The collector collects the metrics from the sensors. For instance, in a 5 node cluster where only the load values (load1, load5, load15) are reported, the collector will have to maintain 15 metrics (3 metrics times 5 nodes). Depending on the number of metrics collected, the collector requires a different amount of main memory to store the collected metrics in memory. Assuming 500000 metrics are collected, here are two configurations and the amount of data required to store the database. Depending on the amount of data to be collected, 500000 metrics corresponds to about 1000 nodes.
Configuration 1 (4GB of RAM). Domain one configured at 1 second granularity for a period of 6 hours, domain 2 configured at 30 seconds granularity for the next 2 days, domain 3 configured at 15 minutes granularity for the next 2 weeks and domain 4 configured at 6 hour granularity for the next 2 months.
Configuration 2 (16GB of RAM). Domain one configured at 1 second granularity for a period of 1 day, domain 2 configured at 30 sec granularity for the next week, domain 3 configured at 15 minute granularity for the next 2 months and domain 4 configured at 6 hour granularity for the next year.
The collectors can be stopped (deactivated) using the systemctl stop pmcollector command.
The collectors can be started (activated) using the systemctl start pmcollector command.
Manual configuration method
When upgrading the performance monitoring tool, it is important to note how the previous version was configured and if the configuration mechanism is to be changed.

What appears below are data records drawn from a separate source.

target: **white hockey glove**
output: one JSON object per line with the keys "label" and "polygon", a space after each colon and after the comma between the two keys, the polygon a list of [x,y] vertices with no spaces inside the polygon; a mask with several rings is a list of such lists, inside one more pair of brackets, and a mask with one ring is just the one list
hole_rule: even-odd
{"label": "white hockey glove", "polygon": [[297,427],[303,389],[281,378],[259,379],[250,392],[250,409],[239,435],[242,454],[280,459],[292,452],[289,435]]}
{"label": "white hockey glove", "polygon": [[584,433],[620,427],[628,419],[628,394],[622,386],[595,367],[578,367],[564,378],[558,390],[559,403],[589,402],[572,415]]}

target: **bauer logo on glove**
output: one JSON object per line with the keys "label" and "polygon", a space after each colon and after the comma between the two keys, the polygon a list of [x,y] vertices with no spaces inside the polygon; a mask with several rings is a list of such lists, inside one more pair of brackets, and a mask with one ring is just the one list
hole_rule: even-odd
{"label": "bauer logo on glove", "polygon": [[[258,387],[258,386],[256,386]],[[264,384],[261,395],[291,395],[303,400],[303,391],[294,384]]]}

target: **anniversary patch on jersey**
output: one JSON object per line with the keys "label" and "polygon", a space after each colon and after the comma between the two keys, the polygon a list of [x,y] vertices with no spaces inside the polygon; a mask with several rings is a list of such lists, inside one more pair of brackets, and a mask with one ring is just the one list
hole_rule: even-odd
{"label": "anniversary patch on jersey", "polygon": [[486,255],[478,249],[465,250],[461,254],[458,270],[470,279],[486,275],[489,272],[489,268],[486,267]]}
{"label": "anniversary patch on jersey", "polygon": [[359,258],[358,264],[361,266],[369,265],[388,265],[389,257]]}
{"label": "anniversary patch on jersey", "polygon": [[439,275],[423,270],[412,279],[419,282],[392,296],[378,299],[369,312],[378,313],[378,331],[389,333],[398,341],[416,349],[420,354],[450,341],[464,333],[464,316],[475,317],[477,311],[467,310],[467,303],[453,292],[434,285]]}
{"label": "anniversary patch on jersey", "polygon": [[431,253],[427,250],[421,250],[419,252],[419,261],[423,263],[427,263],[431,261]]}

Before IBM Spectrum Scale 4.2 the previous version was configured using a file-based configuration mechanism where you had to manually edit the configuration files and propagate them to the requisite nodes. If the configuration mechanism is to be changed, it is important to verify that the installed versions of both IBM Spectrum Scale and the performance monitoring tool support the new configuration mechanism. If this is not the case, or if you would use the manual, file-based, configuration method, then when you install the IBM Spectrum Scale 4.2 there are a couple of steps required. None of the nodes in the cluster should be designated perfmon nodes. If the nodes in the cluster are designated as perfmon nodes then you must run mmchnode --perfmon –N all command.
Then you need to delete the centrally stored configuration information by issuing mmperfmon config delete --all command.
The /opt/IBM/zimon/ZIMonSensors.cfg file is then maintained manually and the tools using it can overwrite it with a new version at any time. This mode is useful if sensors are to be installed on non-Spectrum Scale nodes or if you want to have a cluster with multiple levels of IBM Spectrum Scale running.
Enabling Object metrics
At the time of installation, the Object metrics proxy is configured to start by default on an Object protocol node.
The Object metrics proxy server is controlled by the corresponding service script called pmswiftd, located in the /etc/rc.d/init.d/ directory. You can start and stop it using the systemctl start pmswiftd and systemctl stop pmswiftd commands respectively.
In case of a system restart, the Object metrics proxy server restarts automatically whereas the Object metrics proxy client is triggered by the Performance Monitoring tool. In case of a failover, the server may start automatically if it has failed gracefully. Otherwise, it needs to be started manually.